Question about LVM and RAID

Gilboa Davara gilboad at gmail.com
Sun Dec 2 12:25:34 UTC 2007


On Thu, 2007-11-29 at 21:39 +0100, moi wrote:
> RAID5 (if it really is one) ALWAYS has one drive´s capacity as spare... 
> the spare blocks are just distributed on the disks, thus avoiding the 
> bottleneck of a single spare drive (these would be raid levels 3 and 4).
> 
> what you meant was RAID6/ADG, a semi-proprietary stuff rather found on 
> hardware controllers, e.g. hp smartarrays. these do calculate a parity 
> for each n blocks, and for "n blocks+parity" generate a second parity 
> block. All these blocks are distributed evenly on all drives in the array.
> 
> The thing with ADG is the rebuild time - for example the RAIDs at work 
> have about 20 drives each (300 gig); the rebuild time on those is about 
> 1 gb per hour minimum (when there is heavy activity on the raid set). 
> that would mean 300 hours without any protection (when using raid5) ! 
> instead, with raid6/adg there still is one parity left.
> bad thing, though, is the raid controller has to calculate a lot of 
> parities. furthermore, the cost is rather high with 2 disks´  worth  of 
> parity.

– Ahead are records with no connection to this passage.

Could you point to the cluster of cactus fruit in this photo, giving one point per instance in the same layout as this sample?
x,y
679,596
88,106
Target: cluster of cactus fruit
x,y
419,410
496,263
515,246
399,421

Most of the time, such setups use RAID10 (mirror and stripe), 
> which uses much cheaper controllers and offers more performance.
> 
> sorry for off-topic :)

Two remarks:
A. Modern RAID5 (be that software and/or hardware controller) build far
faster then 1GB/h (291KB/s!??!?!).
I timed my own sever (6 250GB drives in software RAID5) at ~12MBps
(42GB/h) load and ~90MB/s (324GB/h) idle.
B. The Linux kernel has built in software RAID6 support; while slower
then the RAID5 implementation, the performance hit is noticeable but not
devastating and given the added price (1 250/320/etc GB SATA drive)
RAID6 is indeed a fair option if you require two-failed-disk support.